Some of that work has already been done. The highest-priority project, the intersection at Sterling Boulevard, has already seen some improvements by NOVA Parks, and the county’s Capital Improvement Program includes $7.7 million to build an overpass. The third-highest-ranked priority, the South King Street crossing in Leesburg, has recently seen work by the Town of Leesburg.

The remaining cost of near-term improvements on the other 10 crossings—including as flashing warning signs, tree trimming, and median refuges—is estimated at $2.2 million.

NOVA Parks has already expressed interest in making some of those improvements, potentially cutting the cost down to $1.7 million.

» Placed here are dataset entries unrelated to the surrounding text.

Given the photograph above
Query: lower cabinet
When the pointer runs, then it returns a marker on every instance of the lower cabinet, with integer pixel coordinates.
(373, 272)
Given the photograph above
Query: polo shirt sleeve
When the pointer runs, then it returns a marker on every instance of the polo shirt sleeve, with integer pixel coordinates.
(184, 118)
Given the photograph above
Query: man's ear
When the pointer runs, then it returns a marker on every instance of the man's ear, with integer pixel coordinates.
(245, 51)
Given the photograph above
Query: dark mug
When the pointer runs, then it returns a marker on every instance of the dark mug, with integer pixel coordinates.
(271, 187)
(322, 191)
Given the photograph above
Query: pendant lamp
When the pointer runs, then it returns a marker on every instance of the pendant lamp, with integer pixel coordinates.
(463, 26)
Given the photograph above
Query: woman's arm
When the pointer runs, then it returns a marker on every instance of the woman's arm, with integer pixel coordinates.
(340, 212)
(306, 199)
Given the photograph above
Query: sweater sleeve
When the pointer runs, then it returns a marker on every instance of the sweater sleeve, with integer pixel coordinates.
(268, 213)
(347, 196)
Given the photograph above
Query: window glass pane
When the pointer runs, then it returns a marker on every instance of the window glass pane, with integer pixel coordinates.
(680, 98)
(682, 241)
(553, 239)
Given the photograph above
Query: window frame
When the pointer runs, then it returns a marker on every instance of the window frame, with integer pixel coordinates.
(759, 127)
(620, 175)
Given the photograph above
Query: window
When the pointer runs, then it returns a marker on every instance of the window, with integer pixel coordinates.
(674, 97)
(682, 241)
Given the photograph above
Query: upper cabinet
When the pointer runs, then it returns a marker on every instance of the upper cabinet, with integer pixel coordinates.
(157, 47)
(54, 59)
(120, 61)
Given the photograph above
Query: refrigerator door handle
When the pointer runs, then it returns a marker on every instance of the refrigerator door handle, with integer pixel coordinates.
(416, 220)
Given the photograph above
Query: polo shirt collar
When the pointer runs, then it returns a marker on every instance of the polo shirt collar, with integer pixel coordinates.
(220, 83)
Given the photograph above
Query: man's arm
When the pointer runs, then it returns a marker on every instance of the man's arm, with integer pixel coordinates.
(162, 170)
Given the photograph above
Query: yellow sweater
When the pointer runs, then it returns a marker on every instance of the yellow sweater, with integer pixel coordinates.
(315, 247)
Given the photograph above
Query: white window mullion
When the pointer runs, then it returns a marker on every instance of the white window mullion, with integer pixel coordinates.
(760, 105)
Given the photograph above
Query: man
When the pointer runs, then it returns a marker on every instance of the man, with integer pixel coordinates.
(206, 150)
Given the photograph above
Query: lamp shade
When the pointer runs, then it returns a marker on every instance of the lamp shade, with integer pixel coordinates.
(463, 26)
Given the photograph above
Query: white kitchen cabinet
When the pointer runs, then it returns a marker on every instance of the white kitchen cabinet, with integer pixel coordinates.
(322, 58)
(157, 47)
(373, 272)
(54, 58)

If the full Board of Supervisors moves ahead with that work, county staff would also be reaching out to VDOT and the Town of Purcellville to propose sharing the cost of that work.

“Everything in here is really a short-term measure at this point in time, so somewhere we’re going to have to look at the long term,” said Supervisor Ralph M. Buona (R-Ashburn).

A consultant study found the highest-trafficked crossing at Smith Switch Road over the weekend, counting 2,491 trail users on a Saturday in August. Ashburn Road was close behind with 2,309. Bicyclists were the majority of trail users, making up 84 percent of the people on the trail on that Saturday, and three-quarters of people on the trail the following Tuesday.

Those riders would be encountering a VDOT-reported average daily traffic of 2,700 vehicles on Smith Switch, and 8,700 on Ashburn Road.

Although the crossing at South Sterling Boulevard saw slightly fewer trail users in the study, it sees more than twice as much road traffic as the next-busiest road in the study, with an average 27,000 vehicles a day. It also saw by far the highest number of crashes during the yearlong study, with 18 reported incidents. No other crossing reported more than two.

The study also ranked highly the crossings at Hirst Road, Berlin Turnpike, North Hatcher Avenue in Purcellville, Dry Mill Road near Rt. 9, Hamilton Station Road, the Rt. 7 eastbound ramp at Rt. 287, Cochran Mill Road, and Ivandale Road. The Rt. 7 and Rt. 287 intersection is planned to become an interchange, with work starting in 2021.

To make that highest-priority list, crossings had to have a speed limit above 30 miles per hour or at least one reported crash during the study.

The 45-mile W&OD trail stretches from Purcellville to Arlington, 23 miles of which are in Loudoun. The W&OD has 41 road crossings in the county, including 16 grade-separated interchanges such as bridges and tunnels across the road.

Of the remaining 25 at-grade crossings, 10 are maintained by towns.